We searched for discount finch food and finally found some at—guess where—the tractor store…obviously. Only one thing: these finches prefer designer thistle to the discount thistle. Some came, but not as many, and, well, I missed them.

Mom and I were discussing Mother’s Day gifts and I jokingly said, “I could get you some designer finch food!” Well, her eyes lit up the stadium lights at the high school football game!

Who was I to disappoint? So back to Wal-Mart for finch food. (I know. I live a fast life.) When I got to the finch food aisle I saw these way cool finch condo things with not one but two socks and an easy loading mechanism.

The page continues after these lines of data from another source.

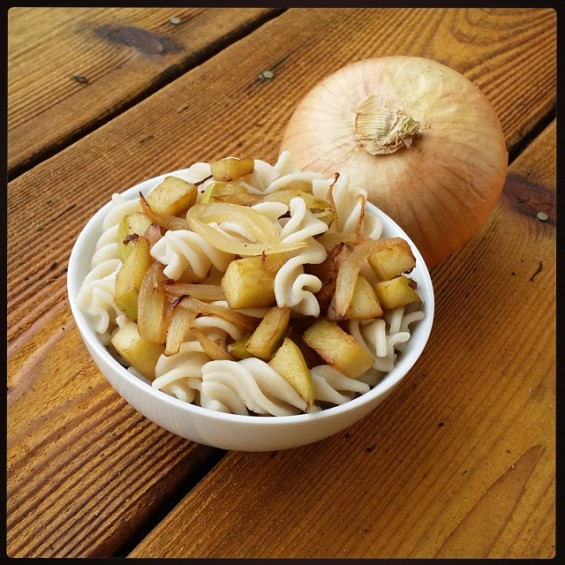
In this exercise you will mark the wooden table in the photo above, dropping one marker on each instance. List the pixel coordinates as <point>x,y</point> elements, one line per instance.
<point>458,461</point>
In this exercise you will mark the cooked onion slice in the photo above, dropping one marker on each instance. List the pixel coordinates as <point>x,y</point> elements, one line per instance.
<point>347,276</point>
<point>261,229</point>
<point>208,292</point>
<point>152,305</point>
<point>246,323</point>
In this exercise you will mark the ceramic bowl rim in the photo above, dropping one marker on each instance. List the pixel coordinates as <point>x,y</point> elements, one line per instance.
<point>88,237</point>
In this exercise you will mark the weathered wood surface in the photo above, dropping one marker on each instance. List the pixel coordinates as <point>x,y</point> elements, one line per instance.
<point>70,69</point>
<point>87,474</point>
<point>458,462</point>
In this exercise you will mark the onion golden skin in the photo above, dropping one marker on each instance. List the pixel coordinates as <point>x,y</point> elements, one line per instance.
<point>443,187</point>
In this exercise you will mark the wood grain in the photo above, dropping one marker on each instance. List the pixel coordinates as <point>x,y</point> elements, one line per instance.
<point>86,472</point>
<point>70,69</point>
<point>152,138</point>
<point>458,462</point>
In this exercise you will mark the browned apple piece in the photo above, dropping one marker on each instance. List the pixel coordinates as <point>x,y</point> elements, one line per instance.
<point>152,306</point>
<point>396,292</point>
<point>173,196</point>
<point>231,169</point>
<point>289,362</point>
<point>393,259</point>
<point>338,348</point>
<point>137,351</point>
<point>364,304</point>
<point>131,274</point>
<point>327,272</point>
<point>269,334</point>
<point>247,285</point>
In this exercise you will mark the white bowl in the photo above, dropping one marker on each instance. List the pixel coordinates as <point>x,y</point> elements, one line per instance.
<point>230,431</point>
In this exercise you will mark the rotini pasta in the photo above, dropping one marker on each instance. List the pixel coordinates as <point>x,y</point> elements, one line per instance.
<point>96,295</point>
<point>184,252</point>
<point>248,385</point>
<point>294,287</point>
<point>199,371</point>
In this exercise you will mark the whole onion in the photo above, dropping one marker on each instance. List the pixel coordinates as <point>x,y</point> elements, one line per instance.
<point>419,137</point>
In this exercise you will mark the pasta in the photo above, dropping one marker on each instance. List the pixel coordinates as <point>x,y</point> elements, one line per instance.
<point>187,254</point>
<point>96,295</point>
<point>200,369</point>
<point>248,385</point>
<point>293,287</point>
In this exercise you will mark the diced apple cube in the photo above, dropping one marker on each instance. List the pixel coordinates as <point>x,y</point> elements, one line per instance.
<point>247,285</point>
<point>130,276</point>
<point>136,350</point>
<point>364,303</point>
<point>173,196</point>
<point>393,259</point>
<point>338,348</point>
<point>269,334</point>
<point>290,364</point>
<point>396,292</point>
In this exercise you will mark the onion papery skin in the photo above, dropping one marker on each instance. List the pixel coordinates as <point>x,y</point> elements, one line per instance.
<point>443,187</point>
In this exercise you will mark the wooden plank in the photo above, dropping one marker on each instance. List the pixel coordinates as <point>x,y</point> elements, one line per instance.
<point>194,119</point>
<point>458,462</point>
<point>221,107</point>
<point>97,61</point>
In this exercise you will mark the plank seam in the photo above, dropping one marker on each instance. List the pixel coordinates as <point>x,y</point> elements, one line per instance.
<point>161,81</point>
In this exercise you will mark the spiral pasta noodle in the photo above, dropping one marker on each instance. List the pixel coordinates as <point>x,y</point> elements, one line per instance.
<point>174,373</point>
<point>197,367</point>
<point>96,295</point>
<point>383,338</point>
<point>184,252</point>
<point>294,287</point>
<point>249,385</point>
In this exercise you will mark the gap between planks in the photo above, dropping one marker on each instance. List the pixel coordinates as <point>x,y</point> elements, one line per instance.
<point>159,82</point>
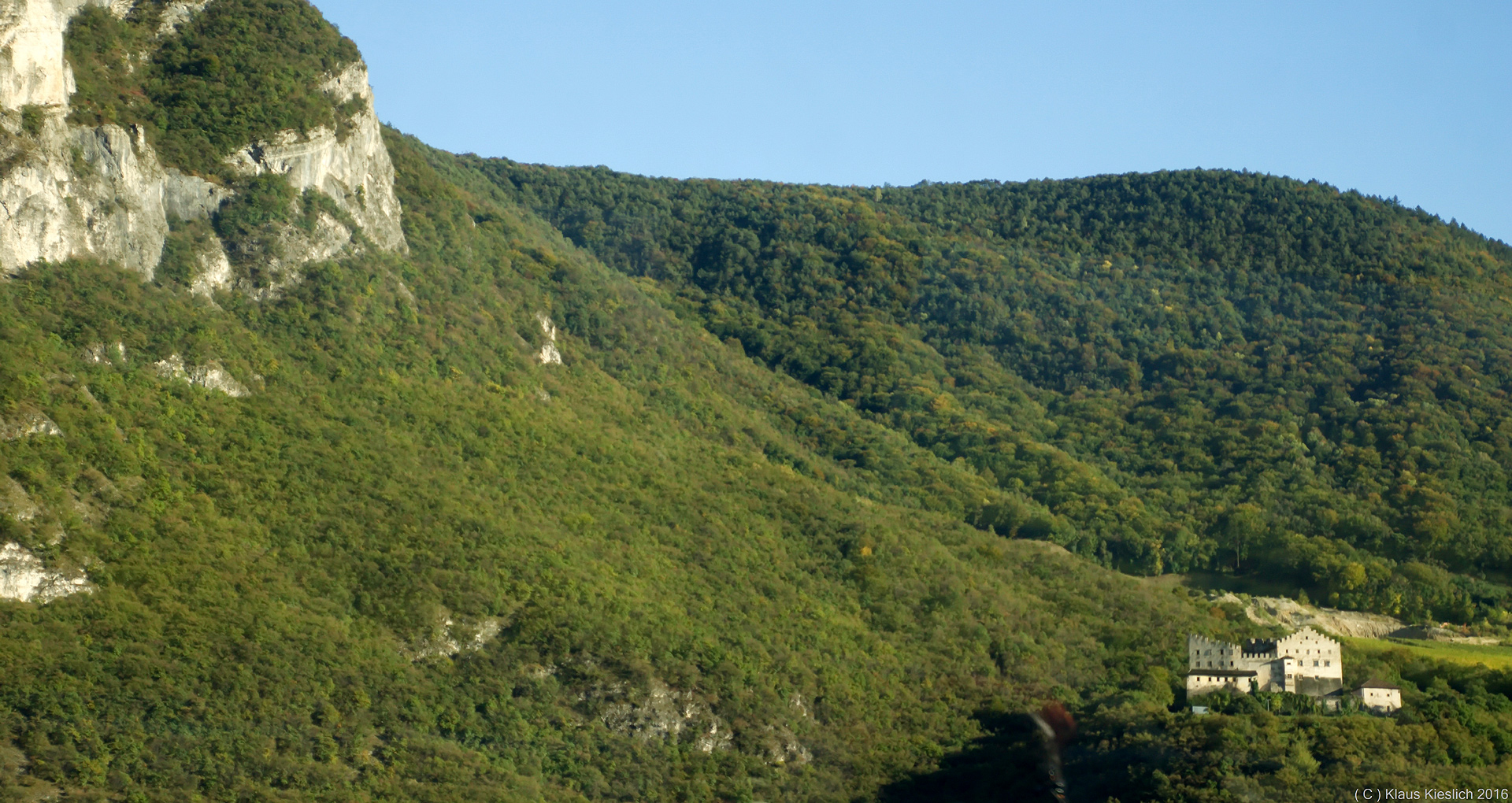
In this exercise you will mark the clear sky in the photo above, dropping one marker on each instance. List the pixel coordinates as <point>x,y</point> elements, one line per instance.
<point>1411,100</point>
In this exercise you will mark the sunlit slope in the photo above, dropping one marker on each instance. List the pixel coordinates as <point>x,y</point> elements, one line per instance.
<point>282,576</point>
<point>1198,369</point>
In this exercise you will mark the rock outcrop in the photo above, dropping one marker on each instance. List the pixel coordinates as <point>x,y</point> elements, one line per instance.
<point>353,165</point>
<point>209,376</point>
<point>28,425</point>
<point>76,191</point>
<point>662,712</point>
<point>23,578</point>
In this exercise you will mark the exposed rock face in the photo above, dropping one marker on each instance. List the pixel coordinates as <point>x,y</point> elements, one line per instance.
<point>662,714</point>
<point>16,502</point>
<point>69,191</point>
<point>354,170</point>
<point>113,208</point>
<point>179,13</point>
<point>26,579</point>
<point>549,354</point>
<point>209,376</point>
<point>1293,614</point>
<point>453,637</point>
<point>28,425</point>
<point>32,67</point>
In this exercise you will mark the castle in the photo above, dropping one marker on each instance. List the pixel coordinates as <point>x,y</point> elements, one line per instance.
<point>1304,663</point>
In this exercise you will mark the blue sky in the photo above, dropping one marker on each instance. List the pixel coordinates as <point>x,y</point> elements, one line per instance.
<point>1410,100</point>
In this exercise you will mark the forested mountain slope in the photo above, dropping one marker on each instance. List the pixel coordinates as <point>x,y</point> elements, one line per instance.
<point>1195,369</point>
<point>469,515</point>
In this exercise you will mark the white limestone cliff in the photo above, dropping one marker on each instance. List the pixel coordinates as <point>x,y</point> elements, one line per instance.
<point>76,191</point>
<point>23,578</point>
<point>354,170</point>
<point>210,376</point>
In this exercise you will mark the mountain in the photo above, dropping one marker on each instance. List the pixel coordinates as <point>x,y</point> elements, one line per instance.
<point>1166,372</point>
<point>339,468</point>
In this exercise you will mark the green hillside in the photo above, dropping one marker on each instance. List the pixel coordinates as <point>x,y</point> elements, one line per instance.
<point>1195,369</point>
<point>776,525</point>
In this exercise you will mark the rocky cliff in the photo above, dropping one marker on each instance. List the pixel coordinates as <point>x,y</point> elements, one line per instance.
<point>102,191</point>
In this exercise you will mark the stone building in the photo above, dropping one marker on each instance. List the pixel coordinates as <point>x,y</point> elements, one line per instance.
<point>1303,663</point>
<point>1380,698</point>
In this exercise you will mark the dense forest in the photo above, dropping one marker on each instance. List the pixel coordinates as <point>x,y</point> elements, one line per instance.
<point>829,487</point>
<point>1195,369</point>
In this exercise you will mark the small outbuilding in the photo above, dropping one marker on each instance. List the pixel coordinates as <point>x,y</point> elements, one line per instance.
<point>1380,698</point>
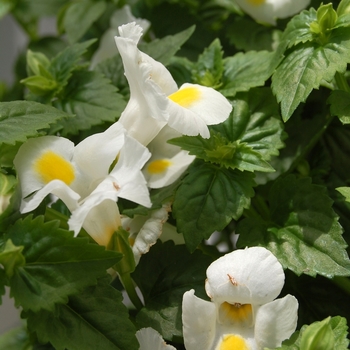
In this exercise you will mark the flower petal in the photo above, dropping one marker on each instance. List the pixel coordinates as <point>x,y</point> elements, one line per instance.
<point>276,321</point>
<point>246,276</point>
<point>193,107</point>
<point>199,322</point>
<point>150,339</point>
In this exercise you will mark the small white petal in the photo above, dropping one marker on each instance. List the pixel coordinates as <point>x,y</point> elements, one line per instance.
<point>246,276</point>
<point>276,321</point>
<point>199,322</point>
<point>150,339</point>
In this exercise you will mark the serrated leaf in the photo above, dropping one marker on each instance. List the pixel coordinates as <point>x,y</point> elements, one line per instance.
<point>306,66</point>
<point>164,275</point>
<point>57,264</point>
<point>303,231</point>
<point>79,17</point>
<point>244,71</point>
<point>209,68</point>
<point>339,101</point>
<point>164,49</point>
<point>92,99</point>
<point>20,120</point>
<point>94,319</point>
<point>208,199</point>
<point>247,139</point>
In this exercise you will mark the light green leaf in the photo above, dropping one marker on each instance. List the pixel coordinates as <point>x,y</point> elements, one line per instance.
<point>20,120</point>
<point>244,71</point>
<point>92,99</point>
<point>164,49</point>
<point>79,17</point>
<point>340,105</point>
<point>209,68</point>
<point>303,231</point>
<point>57,264</point>
<point>164,275</point>
<point>208,199</point>
<point>247,139</point>
<point>94,319</point>
<point>306,66</point>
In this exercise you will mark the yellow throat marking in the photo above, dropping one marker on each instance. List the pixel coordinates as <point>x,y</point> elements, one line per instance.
<point>231,342</point>
<point>51,166</point>
<point>186,96</point>
<point>158,166</point>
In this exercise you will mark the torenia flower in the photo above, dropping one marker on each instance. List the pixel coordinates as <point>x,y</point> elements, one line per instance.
<point>167,162</point>
<point>155,99</point>
<point>150,339</point>
<point>53,165</point>
<point>266,11</point>
<point>243,313</point>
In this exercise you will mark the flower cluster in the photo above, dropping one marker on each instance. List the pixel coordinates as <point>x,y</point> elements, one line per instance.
<point>91,176</point>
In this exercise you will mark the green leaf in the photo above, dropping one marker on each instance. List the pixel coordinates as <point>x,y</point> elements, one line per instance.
<point>209,68</point>
<point>247,139</point>
<point>20,120</point>
<point>92,99</point>
<point>94,319</point>
<point>208,199</point>
<point>164,275</point>
<point>164,49</point>
<point>244,71</point>
<point>306,66</point>
<point>80,16</point>
<point>303,231</point>
<point>340,105</point>
<point>57,264</point>
<point>331,328</point>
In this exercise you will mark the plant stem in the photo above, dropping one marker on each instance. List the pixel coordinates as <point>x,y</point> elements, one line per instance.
<point>131,291</point>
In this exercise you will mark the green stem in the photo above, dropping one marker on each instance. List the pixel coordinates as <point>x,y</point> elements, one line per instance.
<point>343,283</point>
<point>130,290</point>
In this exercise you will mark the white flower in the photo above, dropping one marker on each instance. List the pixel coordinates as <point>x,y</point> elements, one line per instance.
<point>243,313</point>
<point>266,11</point>
<point>106,48</point>
<point>155,99</point>
<point>76,175</point>
<point>168,162</point>
<point>150,339</point>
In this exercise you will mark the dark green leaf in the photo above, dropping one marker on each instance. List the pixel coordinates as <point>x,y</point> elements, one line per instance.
<point>340,105</point>
<point>164,275</point>
<point>208,199</point>
<point>92,99</point>
<point>57,264</point>
<point>94,319</point>
<point>164,49</point>
<point>79,17</point>
<point>20,120</point>
<point>245,71</point>
<point>303,231</point>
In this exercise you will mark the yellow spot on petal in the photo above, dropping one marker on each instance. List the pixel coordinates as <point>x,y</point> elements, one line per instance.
<point>158,166</point>
<point>235,342</point>
<point>51,166</point>
<point>256,2</point>
<point>237,314</point>
<point>186,97</point>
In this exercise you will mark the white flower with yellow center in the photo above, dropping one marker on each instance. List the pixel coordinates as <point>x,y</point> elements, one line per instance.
<point>266,11</point>
<point>168,162</point>
<point>155,99</point>
<point>52,165</point>
<point>243,313</point>
<point>150,339</point>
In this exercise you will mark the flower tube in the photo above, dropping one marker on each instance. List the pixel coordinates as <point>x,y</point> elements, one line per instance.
<point>244,313</point>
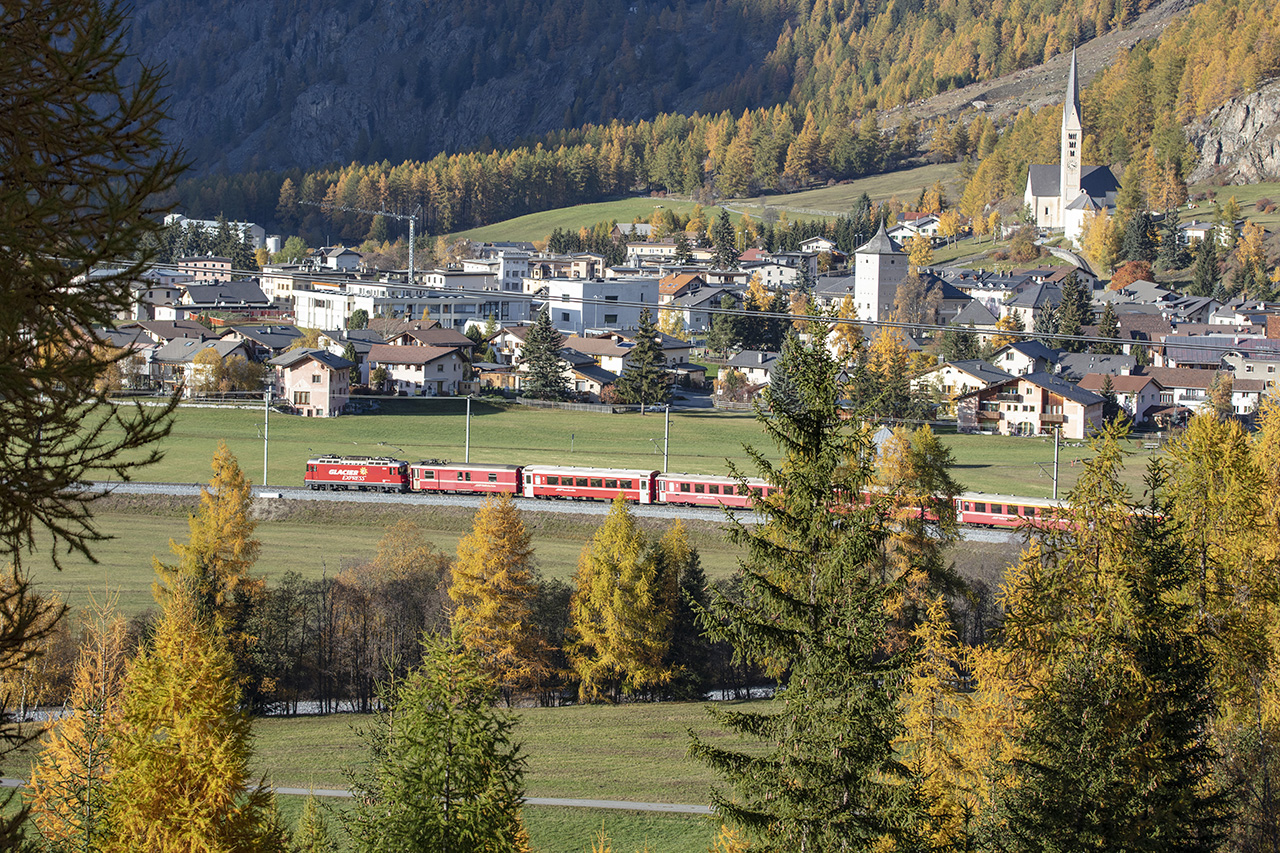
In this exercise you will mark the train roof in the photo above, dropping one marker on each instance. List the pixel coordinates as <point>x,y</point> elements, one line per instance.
<point>355,460</point>
<point>588,471</point>
<point>466,466</point>
<point>711,478</point>
<point>1009,498</point>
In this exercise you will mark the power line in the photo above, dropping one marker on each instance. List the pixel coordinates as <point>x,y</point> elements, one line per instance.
<point>338,278</point>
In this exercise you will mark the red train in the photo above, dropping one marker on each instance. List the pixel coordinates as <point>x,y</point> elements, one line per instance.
<point>640,486</point>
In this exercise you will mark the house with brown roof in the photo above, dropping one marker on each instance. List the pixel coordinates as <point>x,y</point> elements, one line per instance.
<point>1031,405</point>
<point>420,372</point>
<point>1137,395</point>
<point>315,382</point>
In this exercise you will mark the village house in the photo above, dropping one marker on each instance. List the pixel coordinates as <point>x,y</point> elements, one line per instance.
<point>420,372</point>
<point>1137,395</point>
<point>1031,405</point>
<point>315,382</point>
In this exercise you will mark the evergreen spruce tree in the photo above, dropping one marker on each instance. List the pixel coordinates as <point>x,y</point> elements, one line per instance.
<point>723,334</point>
<point>545,372</point>
<point>1073,313</point>
<point>1109,327</point>
<point>725,241</point>
<point>1139,238</point>
<point>443,774</point>
<point>644,378</point>
<point>1045,327</point>
<point>1205,274</point>
<point>819,771</point>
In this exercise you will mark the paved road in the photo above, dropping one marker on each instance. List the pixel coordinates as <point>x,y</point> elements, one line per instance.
<point>673,808</point>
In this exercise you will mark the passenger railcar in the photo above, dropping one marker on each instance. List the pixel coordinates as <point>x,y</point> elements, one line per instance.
<point>435,475</point>
<point>357,473</point>
<point>1004,510</point>
<point>589,483</point>
<point>699,489</point>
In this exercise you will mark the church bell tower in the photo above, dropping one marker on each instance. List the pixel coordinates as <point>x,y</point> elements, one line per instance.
<point>1073,138</point>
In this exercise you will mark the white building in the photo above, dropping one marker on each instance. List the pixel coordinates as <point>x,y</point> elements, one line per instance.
<point>585,305</point>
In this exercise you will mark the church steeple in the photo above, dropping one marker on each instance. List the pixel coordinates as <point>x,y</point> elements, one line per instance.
<point>1073,137</point>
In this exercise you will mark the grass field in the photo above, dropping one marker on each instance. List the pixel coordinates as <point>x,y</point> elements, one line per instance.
<point>700,442</point>
<point>905,186</point>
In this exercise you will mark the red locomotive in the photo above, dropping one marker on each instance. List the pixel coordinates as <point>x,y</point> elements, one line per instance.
<point>359,473</point>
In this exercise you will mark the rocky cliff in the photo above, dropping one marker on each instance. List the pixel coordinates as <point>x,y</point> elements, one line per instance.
<point>1239,142</point>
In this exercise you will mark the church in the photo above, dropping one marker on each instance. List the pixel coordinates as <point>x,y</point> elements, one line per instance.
<point>1063,195</point>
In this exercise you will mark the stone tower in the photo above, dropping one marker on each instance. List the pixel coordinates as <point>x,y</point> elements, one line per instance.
<point>1073,138</point>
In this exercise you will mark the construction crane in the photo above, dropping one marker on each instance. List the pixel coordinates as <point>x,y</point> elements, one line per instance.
<point>411,217</point>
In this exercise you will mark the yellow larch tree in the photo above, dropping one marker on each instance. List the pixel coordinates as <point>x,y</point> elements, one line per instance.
<point>621,633</point>
<point>929,746</point>
<point>493,587</point>
<point>73,772</point>
<point>183,748</point>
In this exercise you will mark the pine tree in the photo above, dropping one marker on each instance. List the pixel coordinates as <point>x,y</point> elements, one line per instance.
<point>312,834</point>
<point>545,372</point>
<point>621,632</point>
<point>723,334</point>
<point>1073,314</point>
<point>443,772</point>
<point>644,378</point>
<point>1109,327</point>
<point>493,588</point>
<point>183,748</point>
<point>821,772</point>
<point>1205,274</point>
<point>725,241</point>
<point>69,781</point>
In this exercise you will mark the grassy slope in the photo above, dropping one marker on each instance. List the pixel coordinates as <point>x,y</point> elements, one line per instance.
<point>905,185</point>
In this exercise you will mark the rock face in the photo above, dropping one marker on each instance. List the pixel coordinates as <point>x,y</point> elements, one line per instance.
<point>1239,142</point>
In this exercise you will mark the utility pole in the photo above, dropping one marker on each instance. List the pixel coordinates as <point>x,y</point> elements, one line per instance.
<point>411,217</point>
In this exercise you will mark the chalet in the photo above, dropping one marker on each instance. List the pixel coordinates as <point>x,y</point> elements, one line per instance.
<point>315,382</point>
<point>1137,395</point>
<point>1031,405</point>
<point>420,372</point>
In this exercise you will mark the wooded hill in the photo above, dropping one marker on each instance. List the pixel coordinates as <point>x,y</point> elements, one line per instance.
<point>1134,113</point>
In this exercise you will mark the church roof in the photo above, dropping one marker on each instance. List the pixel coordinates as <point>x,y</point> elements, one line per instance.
<point>881,245</point>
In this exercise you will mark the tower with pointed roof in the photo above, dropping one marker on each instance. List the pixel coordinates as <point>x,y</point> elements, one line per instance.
<point>1073,138</point>
<point>1061,196</point>
<point>880,267</point>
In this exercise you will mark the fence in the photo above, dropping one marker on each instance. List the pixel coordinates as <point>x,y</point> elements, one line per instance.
<point>607,409</point>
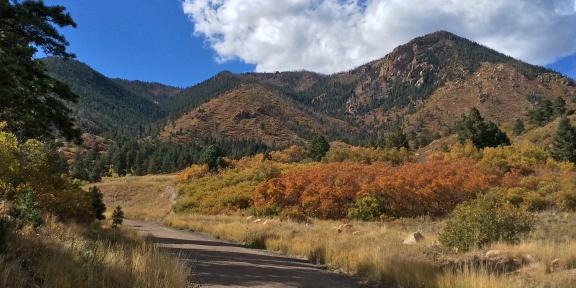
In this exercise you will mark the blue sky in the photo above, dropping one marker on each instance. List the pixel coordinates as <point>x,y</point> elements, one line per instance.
<point>154,40</point>
<point>149,40</point>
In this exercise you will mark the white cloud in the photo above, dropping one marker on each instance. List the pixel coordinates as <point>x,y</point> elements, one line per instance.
<point>334,35</point>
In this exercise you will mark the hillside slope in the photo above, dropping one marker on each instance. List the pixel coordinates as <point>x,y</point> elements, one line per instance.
<point>253,112</point>
<point>426,84</point>
<point>104,106</point>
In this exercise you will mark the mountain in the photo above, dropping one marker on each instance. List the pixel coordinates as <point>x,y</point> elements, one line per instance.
<point>254,112</point>
<point>426,84</point>
<point>155,92</point>
<point>104,106</point>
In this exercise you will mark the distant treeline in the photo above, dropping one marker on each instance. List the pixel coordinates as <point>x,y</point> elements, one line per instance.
<point>126,156</point>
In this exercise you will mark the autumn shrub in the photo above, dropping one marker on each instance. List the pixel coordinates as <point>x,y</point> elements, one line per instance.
<point>4,231</point>
<point>326,191</point>
<point>31,170</point>
<point>567,200</point>
<point>431,188</point>
<point>193,172</point>
<point>292,214</point>
<point>489,218</point>
<point>265,211</point>
<point>365,155</point>
<point>367,208</point>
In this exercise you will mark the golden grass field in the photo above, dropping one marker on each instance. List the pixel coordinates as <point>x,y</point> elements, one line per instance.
<point>149,197</point>
<point>372,250</point>
<point>71,256</point>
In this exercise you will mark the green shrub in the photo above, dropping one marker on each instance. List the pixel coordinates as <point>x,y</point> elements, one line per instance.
<point>487,219</point>
<point>4,230</point>
<point>117,217</point>
<point>236,201</point>
<point>567,200</point>
<point>367,208</point>
<point>265,211</point>
<point>26,209</point>
<point>97,202</point>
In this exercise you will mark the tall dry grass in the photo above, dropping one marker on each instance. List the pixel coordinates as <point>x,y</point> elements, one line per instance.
<point>149,197</point>
<point>374,251</point>
<point>70,256</point>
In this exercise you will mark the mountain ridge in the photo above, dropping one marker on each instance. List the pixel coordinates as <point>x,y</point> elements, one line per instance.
<point>424,84</point>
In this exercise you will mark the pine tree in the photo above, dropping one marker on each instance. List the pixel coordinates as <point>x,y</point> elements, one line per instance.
<point>395,138</point>
<point>117,217</point>
<point>97,202</point>
<point>212,156</point>
<point>482,133</point>
<point>564,142</point>
<point>559,107</point>
<point>34,104</point>
<point>318,148</point>
<point>518,128</point>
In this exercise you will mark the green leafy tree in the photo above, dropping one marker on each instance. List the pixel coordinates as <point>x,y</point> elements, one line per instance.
<point>212,156</point>
<point>97,202</point>
<point>33,103</point>
<point>318,148</point>
<point>519,127</point>
<point>27,209</point>
<point>395,138</point>
<point>117,217</point>
<point>564,142</point>
<point>488,219</point>
<point>482,133</point>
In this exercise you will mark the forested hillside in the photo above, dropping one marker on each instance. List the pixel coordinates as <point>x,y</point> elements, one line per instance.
<point>421,86</point>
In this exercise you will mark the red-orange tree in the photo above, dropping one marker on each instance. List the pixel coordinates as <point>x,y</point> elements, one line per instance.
<point>432,188</point>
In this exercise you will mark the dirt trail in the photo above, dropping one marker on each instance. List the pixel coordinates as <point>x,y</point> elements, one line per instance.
<point>219,263</point>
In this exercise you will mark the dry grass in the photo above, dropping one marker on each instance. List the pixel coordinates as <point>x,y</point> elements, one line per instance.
<point>147,197</point>
<point>374,251</point>
<point>69,256</point>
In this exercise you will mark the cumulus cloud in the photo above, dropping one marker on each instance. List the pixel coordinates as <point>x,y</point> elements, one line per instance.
<point>333,35</point>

Feeling crazy, I just bought two along with two bags of food. (I had the same feeling I have when leaving Nordstrom’s after their half-annual women and children’s sale, which sadly I think I will be missing this year.)

I got home, hung the condo closer to the kitchen window so I could see, but the birds weren’t coming. Should I make a sign? Perhaps a trail of seed from one feeder to the next? What the hell was happening to me? Would I start asking forest creatures to sew me a dress while I hummed a tune?

Well, today, I walked into the kitchen and just started laughing. My finch condo was covered with about 30 bright-yellow little beauties. The joy I felt watching this scene surprised me. Maybe, I thought, the joy we find in the simple things is the purest joy around. Either that or I’m turning into the pigeon lady. If you see me scattering seed in a local park wearing a floppy hat, somebody stop me.